Sugesstion is welcome!! ButI want to know, if at all they  know,how do Americans make sure that a Rough Kryptok Blank comes out the correct Addition and without any defects after the surfacing ? I want to rule out statistical probabilities of errorenus Blanks , and find out a method which could do a guarnteed Post Motrem of a Rough KT Blank without disecting it.!!

----------


## rbaker

We used to check opaque (fined surfaces) powers in the lensometer by first wetting them with water or if it dries too rapidly kerosene.
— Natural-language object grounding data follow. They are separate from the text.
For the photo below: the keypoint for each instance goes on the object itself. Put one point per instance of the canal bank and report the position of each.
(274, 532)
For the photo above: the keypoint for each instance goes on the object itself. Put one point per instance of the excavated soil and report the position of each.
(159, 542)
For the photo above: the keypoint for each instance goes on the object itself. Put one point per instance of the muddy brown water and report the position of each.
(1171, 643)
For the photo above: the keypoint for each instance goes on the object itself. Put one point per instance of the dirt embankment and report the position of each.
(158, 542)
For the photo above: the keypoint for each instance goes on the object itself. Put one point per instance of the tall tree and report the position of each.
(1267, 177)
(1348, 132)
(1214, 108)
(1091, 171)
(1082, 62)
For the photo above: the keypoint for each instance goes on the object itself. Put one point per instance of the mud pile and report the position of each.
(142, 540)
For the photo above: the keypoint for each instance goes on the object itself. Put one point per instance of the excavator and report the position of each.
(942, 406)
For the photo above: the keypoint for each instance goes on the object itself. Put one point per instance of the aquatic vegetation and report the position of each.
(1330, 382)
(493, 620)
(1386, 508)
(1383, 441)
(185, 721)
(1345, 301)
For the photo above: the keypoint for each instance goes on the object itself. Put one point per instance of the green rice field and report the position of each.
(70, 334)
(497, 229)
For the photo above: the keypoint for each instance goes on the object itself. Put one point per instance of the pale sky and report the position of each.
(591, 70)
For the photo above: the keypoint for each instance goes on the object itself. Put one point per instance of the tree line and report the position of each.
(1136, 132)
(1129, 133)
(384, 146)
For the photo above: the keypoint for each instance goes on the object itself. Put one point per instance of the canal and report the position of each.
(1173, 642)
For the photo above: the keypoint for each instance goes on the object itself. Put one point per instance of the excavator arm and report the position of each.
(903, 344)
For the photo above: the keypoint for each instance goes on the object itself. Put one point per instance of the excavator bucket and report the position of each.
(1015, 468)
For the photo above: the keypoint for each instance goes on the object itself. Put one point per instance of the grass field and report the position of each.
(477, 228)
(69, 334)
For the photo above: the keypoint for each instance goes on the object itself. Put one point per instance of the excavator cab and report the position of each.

It the inside surface is just a molded or cast surface, lots of luck.

----------


## shanbaum

> _Originally posted by sandeepgoodbole_ 
> *
> 
> Sugesstion is welcome!! ButI want to know, if at all they  know,how do Americans make sure that a Rough Kryptok Blank comes out the correct Addition and without any defects after the surfacing ? I want to rule out statistical probabilities of errorenus Blanks , and find out a method which could do a guarnteed Post Motrem of a Rough KT Blank without disecting it.!!*


Most American labrats have never _seen_ a rough Kryptok blank ("rough" meaning a blank with a fused but otherwise unfinished button), much less have they had to worry about measuring one.

----------


## chip anderson

Could you:   Put a layer of oil on the back of the blank and place a thin plano blank above this and then check the distance and add?

Chip

----------


## sandeepgoodbole

> _Originally posted by rbaker_ 
> *We used to check opaque (fined surfaces) powers in the lensometer by first wetting them with water or if it dries too rapidly kerosene. It the inside surface is just a molded or cast surface, lots of luck.*


You mean Opeque surfaces can be cheked on a Lensometer ?
I doubt it verymuch, but would just try your way .. :Eek:

----------


## sandeepgoodbole

> _Originally posted by chip anderson_ 
> *Could you:   Put a layer of oil on the back of the blank and place a thin plano blank above this and then check the distance and add?
> 
> Chip*


What's a Plano Blank ? Chek the distance of what ? From where?
Do you mean Distance Power or distance between the two blanks ?
I am going try putting some oils .. and will let you know shortly.

----------


## Richard Mancusi

From  the Greek:
krypte = hidden
Tok = Eye

The first "Invisible" multifocal - sort of - relative to an Exec

----------


## sandeepgoodbole

> *Richard Mancusi said:* 
> From  the Greek:
> krypte = hidden
> Tok = Eye
> 
> The first "Invisible" multifocal - sort of - relative to an Exec


Hi Richard!
As I remember, this was my first Posting. You have contributed as your first Post by replying a very interesting xplaination.
Welcome to the board ! :cheers: :cheers:

----------